I suspect there could be several explanations. One obvious one is that the overall scale has two or more separate domains (factors / subscales) within it, and therefore any single one of those domains, by mere dint of comprising a separate factor from the other(s), might not correlate very highly with (m)any other domain(s). So, when you obtain a total that comprises scores from separate domains (a practice that I regard as pretty suspect in many cases), who knows what the total means or how it might be "obliged" to correlate with its separate components.
Of course, it also depends on what you mean by "not correlate". For example, is .75 an indication of lack of correlation in the kind of situation you are considering? In my experience, different researchers have different views about that, sometimes depending on which barrow they want to push.
your factors (subscales) may be orthogonal. In this situtation, subscale scores will not correlate with the total score. To investigate this, you can use bi-factor modelling. But first of all, you have to conduct exploratory (or you also know the construct of the scale ==> confirmatory) factor analysis.
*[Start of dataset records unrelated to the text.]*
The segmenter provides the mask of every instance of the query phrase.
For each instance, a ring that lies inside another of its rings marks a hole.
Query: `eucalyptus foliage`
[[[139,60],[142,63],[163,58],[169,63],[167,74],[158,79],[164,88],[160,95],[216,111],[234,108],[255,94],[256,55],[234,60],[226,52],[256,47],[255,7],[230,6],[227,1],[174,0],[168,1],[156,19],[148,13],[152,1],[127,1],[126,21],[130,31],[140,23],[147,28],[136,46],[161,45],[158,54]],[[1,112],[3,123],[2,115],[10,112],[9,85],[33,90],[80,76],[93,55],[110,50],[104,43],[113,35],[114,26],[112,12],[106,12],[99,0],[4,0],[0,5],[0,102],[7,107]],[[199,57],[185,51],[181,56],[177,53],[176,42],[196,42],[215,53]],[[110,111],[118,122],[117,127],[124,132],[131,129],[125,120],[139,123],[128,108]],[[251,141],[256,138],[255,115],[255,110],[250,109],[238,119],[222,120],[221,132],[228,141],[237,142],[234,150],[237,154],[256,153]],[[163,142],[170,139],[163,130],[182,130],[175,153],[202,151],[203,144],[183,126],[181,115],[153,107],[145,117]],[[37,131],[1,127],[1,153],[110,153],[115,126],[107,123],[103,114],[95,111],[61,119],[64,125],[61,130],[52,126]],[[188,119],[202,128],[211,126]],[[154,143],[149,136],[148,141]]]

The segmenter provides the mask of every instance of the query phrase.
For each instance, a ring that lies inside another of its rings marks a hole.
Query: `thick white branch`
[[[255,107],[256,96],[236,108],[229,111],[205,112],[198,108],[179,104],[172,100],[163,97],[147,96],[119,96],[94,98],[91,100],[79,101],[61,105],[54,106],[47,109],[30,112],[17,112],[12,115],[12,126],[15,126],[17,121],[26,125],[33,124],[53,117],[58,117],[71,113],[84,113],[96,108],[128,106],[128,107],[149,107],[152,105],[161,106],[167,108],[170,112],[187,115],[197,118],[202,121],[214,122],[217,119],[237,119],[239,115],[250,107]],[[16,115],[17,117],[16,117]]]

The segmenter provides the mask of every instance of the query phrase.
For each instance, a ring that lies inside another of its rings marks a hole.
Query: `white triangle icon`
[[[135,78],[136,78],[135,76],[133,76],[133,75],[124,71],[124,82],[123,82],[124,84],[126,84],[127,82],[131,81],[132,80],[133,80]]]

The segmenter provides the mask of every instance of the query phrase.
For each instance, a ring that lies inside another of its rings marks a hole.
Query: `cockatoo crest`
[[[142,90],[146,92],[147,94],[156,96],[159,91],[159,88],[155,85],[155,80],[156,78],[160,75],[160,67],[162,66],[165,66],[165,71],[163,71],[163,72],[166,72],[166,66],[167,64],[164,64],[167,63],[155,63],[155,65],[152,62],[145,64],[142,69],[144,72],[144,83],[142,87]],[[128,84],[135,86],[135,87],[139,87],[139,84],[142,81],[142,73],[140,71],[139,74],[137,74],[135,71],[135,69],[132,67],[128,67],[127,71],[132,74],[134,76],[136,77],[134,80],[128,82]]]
Then, you can get an idea about the factor structure.
You will need to provide a lot more information to make better understand the problem. I would report the sample size, total number of indicators of the overall scale and the subscale, the specific items of the scale and subscale, and univariate and bivariate summaries.
Many people make the mistake of creating scales from formative when they are using a modeling approach that assumes they are reflective indicators (see the classic measurement article by Bollen and Lennox (1991) for a detailed discussion of this issue). If the indicators and analyses are properly specified, you may have evidence that the underlying theory is incorrect and the measure may need revising. I'm also curious about the observed correlation. I'm doubtful that they are completely uncorrelated, as most social science constructs have some degree of inter-correlation.
Article Conventional Wisdom on Measurement: A Structural Equation Perspective
That said, I would first start with ensuring that you have a conceptually sound instrument. I would look at the conceptual framing of all the indicators and provide univariate and bivariate summaries.